Surging greenhouse gas emissions from tar sands/oil sands and other upstream fossil fuel production offset nearly all of the 39-MT decrease in emissions resulting from Ontario’s decision to eliminate coal-fired electricity generation and other carbon reduction initiatives, according to the 2014 national greenhouse gas inventory released last week by Environment and Climate Change Canada.
Six provinces’ emissions have declined since 2005, while four, led by Alberta and Saskatchewan, have grown.
Despite two decades of promises to reduce emissions, the inventory shows the country’s releases of climate-disrupting carbon pollution continued their post-recession rise in 2014. The department said the country’s aggregate 2014 GHG emissions were equivalent to 732 megatonnes of carbon dioxide—close to the 735-MT level the then-Conservative government reported to the United Nations would not be reached until seven years later, in 2020.
Canada has made several greenhouse-gas commitments over the years, for varying degrees of reduction, relative to different years, to be achieved over different time frames. It formally renounced the first of those, made at Kyoto, in 2011. Its current target, established last May, is to cut emissions 30% below 2005 levels, to around 599 MT, by 2030.
The country’s emissions slipped to their lowest point since 1999 in the wake of the 2008 financial crisis, but have rebounded since. The newly-reported 2014 emissions were 0.8% higher than 2013’s 726 MT, and about 2% below the latest benchmark year of 2005.
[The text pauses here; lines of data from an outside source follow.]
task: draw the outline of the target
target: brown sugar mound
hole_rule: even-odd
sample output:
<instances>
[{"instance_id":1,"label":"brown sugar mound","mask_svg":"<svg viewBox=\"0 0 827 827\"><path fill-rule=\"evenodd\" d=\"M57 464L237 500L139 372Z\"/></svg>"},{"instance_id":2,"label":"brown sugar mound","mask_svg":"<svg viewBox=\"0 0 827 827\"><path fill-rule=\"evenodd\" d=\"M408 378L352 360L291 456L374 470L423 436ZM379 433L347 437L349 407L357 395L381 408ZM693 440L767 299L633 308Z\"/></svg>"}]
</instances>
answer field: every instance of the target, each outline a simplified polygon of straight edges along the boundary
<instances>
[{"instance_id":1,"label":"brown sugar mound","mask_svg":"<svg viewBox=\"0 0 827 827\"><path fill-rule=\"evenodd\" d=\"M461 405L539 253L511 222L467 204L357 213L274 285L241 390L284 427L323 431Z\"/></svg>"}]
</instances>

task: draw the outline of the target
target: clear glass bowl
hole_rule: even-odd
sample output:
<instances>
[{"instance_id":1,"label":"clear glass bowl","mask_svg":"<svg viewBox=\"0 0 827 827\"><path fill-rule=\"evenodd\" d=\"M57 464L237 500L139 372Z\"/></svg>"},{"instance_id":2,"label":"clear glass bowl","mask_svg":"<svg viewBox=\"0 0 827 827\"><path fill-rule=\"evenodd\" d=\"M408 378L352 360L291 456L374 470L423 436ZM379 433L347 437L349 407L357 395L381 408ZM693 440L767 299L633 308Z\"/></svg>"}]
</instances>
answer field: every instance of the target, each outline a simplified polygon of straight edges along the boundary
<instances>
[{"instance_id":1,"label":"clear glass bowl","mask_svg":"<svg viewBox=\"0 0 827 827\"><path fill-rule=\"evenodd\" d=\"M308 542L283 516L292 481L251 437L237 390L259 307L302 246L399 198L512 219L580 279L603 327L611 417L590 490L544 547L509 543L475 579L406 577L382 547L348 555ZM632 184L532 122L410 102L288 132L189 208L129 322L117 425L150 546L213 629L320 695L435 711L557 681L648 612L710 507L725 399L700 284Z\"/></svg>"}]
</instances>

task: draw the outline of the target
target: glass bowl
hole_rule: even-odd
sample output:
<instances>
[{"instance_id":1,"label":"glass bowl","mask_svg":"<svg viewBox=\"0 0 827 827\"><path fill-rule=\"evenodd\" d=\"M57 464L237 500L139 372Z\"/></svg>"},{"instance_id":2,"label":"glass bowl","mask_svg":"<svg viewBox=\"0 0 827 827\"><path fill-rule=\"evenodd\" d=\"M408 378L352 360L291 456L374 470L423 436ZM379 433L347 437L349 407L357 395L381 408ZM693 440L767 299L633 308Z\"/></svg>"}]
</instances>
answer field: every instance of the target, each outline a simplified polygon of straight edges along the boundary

“The energy sector made up 81% of Canada’s GHG emissions in 2014,” CBC reports, “with agriculture the next biggest sector at 8%.”
Earlier this year, the government projected that on current trends, GHG emissions will reach 768 MT by 2020—4% higher than the 2005 baseline of 736 MT. By 2030, Canada’s emissions are now expected to reach 815 MT, about 36% above the national commitment.
The United States’ GHG inventory for 2014 showed emissions increasing for the second year in a row, by about 1%, to 6,870 MT, Climate Progress reported.